En vrac, à part les départements déjà cités, ce type d’interdictions touche les Bouches-du-Rhône, le Tarn-et-Garonne, le Puy-de-Dôme, la Marne, le Cantal, la Haute-Loire, la Savoie, la Meuse… Cela touche ainsi divers endroits du territoire.

Les risques si l’on enfreint cette règle temporaire ?

Jean-Baptiste le Dall précise que depuis cette année, il y a justement eu des changements en la matière car « on est passé d’une contravention de 1ère à 2ème classe, soit de 11 à 35 euros ». Ça, c'est ce qui s'applique en cas de violation d’un arrêté, d’une manière générale.

Mais attention, prévient l'avocat parisien, ces évolutions ne s’arrêtent pas là ! « Un nouvel article du code Pénal prévoit une amende à 135 euros [contravention de 4ème classe, ndlr] dès lors que cela concerne ce qui réglemente "le transport de récipients contenant du carburant". »

On peut ajouter que, de son côté, l’article R411-18 de code de la Route prévoit que des arrêtés « peuvent interdire ou réglementer la circulation des véhicules transportant des matières dangereuses », dont font partie les carburants, et que dans ce cas, l’amende encourue est aussi de 135 euros.

Avant même de tomber en panne, si un conducteur réussit à remplir un jerricane, le risque d’être verbalisé perdure ainsi tant que son trajet n’est pas terminé !

La réglementation sur le transport et le stockage des carburants ?

On a entendu beaucoup de choses ces jours derniers sur le sujet.
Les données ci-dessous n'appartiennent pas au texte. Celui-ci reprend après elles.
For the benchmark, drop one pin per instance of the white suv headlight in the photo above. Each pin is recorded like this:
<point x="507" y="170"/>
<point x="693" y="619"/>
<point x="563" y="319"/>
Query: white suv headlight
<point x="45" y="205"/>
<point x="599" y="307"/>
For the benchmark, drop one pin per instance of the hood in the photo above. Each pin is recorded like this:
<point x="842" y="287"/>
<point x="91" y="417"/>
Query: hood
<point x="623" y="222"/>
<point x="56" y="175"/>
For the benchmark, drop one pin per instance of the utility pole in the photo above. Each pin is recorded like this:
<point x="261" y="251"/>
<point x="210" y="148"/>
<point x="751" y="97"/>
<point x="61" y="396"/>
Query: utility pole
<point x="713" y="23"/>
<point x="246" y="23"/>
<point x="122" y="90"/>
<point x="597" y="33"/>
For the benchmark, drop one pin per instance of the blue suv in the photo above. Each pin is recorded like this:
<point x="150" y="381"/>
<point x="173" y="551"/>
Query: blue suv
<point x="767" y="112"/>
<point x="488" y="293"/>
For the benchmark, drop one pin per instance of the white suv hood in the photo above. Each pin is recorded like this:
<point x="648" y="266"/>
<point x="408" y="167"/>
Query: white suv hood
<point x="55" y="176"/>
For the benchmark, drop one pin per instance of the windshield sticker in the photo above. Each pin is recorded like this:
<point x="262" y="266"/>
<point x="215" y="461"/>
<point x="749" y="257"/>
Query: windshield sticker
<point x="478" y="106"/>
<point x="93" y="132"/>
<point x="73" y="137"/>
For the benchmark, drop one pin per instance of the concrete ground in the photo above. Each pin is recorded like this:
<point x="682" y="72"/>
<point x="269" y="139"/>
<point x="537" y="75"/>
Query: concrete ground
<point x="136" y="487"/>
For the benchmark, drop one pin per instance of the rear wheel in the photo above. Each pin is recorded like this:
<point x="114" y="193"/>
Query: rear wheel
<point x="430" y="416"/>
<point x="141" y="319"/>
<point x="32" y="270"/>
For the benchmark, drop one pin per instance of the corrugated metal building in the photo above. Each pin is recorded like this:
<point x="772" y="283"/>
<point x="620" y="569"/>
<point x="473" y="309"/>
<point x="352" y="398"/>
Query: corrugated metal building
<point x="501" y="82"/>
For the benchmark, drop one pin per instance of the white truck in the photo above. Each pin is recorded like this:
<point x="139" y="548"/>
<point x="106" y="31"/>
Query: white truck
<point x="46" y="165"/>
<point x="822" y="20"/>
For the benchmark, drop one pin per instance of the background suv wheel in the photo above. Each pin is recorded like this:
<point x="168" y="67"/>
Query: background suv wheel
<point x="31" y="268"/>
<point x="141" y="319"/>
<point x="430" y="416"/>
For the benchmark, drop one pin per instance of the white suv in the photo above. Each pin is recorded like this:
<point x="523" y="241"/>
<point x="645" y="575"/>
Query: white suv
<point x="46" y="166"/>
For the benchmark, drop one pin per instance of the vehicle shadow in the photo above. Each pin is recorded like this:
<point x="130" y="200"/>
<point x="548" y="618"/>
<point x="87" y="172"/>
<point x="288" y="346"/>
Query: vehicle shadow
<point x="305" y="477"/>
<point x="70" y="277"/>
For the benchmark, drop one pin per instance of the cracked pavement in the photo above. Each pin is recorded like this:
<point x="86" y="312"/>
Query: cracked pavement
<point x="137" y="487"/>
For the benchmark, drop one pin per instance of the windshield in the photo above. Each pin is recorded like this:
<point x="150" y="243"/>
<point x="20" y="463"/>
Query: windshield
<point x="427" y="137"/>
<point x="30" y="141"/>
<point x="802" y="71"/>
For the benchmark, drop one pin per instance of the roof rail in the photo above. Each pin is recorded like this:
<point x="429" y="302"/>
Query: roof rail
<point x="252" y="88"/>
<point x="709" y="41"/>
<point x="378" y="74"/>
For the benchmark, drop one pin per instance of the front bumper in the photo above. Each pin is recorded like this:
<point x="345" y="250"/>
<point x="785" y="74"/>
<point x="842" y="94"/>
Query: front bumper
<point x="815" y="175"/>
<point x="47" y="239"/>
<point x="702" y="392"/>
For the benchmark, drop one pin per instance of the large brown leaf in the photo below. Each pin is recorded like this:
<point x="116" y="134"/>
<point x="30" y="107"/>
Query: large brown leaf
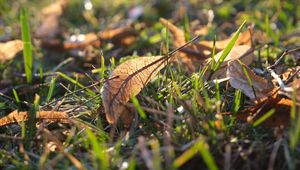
<point x="127" y="80"/>
<point x="238" y="71"/>
<point x="8" y="50"/>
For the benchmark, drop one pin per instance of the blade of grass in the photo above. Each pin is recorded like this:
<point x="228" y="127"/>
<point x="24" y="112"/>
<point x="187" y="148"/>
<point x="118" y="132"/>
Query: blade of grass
<point x="186" y="27"/>
<point x="138" y="107"/>
<point x="248" y="77"/>
<point x="51" y="89"/>
<point x="16" y="96"/>
<point x="227" y="50"/>
<point x="199" y="147"/>
<point x="98" y="150"/>
<point x="31" y="128"/>
<point x="264" y="117"/>
<point x="213" y="61"/>
<point x="27" y="52"/>
<point x="89" y="92"/>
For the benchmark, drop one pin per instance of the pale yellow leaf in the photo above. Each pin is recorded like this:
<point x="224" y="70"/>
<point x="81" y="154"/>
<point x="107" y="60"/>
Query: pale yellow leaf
<point x="8" y="50"/>
<point x="238" y="79"/>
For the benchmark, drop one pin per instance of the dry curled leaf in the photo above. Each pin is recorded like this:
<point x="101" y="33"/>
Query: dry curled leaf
<point x="241" y="76"/>
<point x="16" y="116"/>
<point x="8" y="50"/>
<point x="127" y="80"/>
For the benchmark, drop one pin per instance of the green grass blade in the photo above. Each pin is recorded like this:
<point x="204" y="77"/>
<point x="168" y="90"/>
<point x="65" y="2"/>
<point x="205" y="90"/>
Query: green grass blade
<point x="186" y="27"/>
<point x="98" y="149"/>
<point x="89" y="92"/>
<point x="237" y="100"/>
<point x="27" y="52"/>
<point x="51" y="89"/>
<point x="16" y="96"/>
<point x="213" y="61"/>
<point x="31" y="128"/>
<point x="207" y="157"/>
<point x="264" y="117"/>
<point x="199" y="146"/>
<point x="228" y="47"/>
<point x="138" y="107"/>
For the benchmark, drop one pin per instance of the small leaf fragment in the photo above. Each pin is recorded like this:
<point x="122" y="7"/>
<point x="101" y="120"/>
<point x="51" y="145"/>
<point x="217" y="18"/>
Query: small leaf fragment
<point x="240" y="80"/>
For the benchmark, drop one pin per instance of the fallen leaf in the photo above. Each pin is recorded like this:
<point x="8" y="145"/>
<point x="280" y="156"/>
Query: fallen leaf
<point x="280" y="117"/>
<point x="8" y="50"/>
<point x="127" y="80"/>
<point x="241" y="76"/>
<point x="16" y="116"/>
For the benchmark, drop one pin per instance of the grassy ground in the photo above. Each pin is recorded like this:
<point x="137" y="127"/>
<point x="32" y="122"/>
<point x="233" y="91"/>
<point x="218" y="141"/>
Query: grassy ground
<point x="188" y="138"/>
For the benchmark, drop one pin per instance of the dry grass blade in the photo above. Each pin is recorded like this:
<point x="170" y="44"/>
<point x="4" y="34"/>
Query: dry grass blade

Des informations parfois discordantes si bien qu’il n’a pas été simple de s'y retrouver.

Il faut reconnaître que la réglementation relative au transport de matières dangereuses (TMD), en vertu notamment de l’Accord européen relatif au transport international des marchandises dangereuses par Route – l’Accord dit ADR -, est assez dense.

Il semblerait tout de même que l’ADR prévoie des exemptions pour les particuliers justement, et le transport de carburants liquides.

La règle serait alors celle-ci : « Un maximum de 60 litres par unité de transport peut être transporté dans des récipients à carburants portatifs ».

Enfin, pour le stockage de produits pétroliers à domicile, voici ce qui est prescrit par un arrêté de 2004 : « Seuls sont autorisés les récipients fermés transportables d'une contenance unitaire n'excédant pas 50 litres et d'une capacité totale inférieure à 120 litres par étage, pour une même famille ou pour une même entreprise ».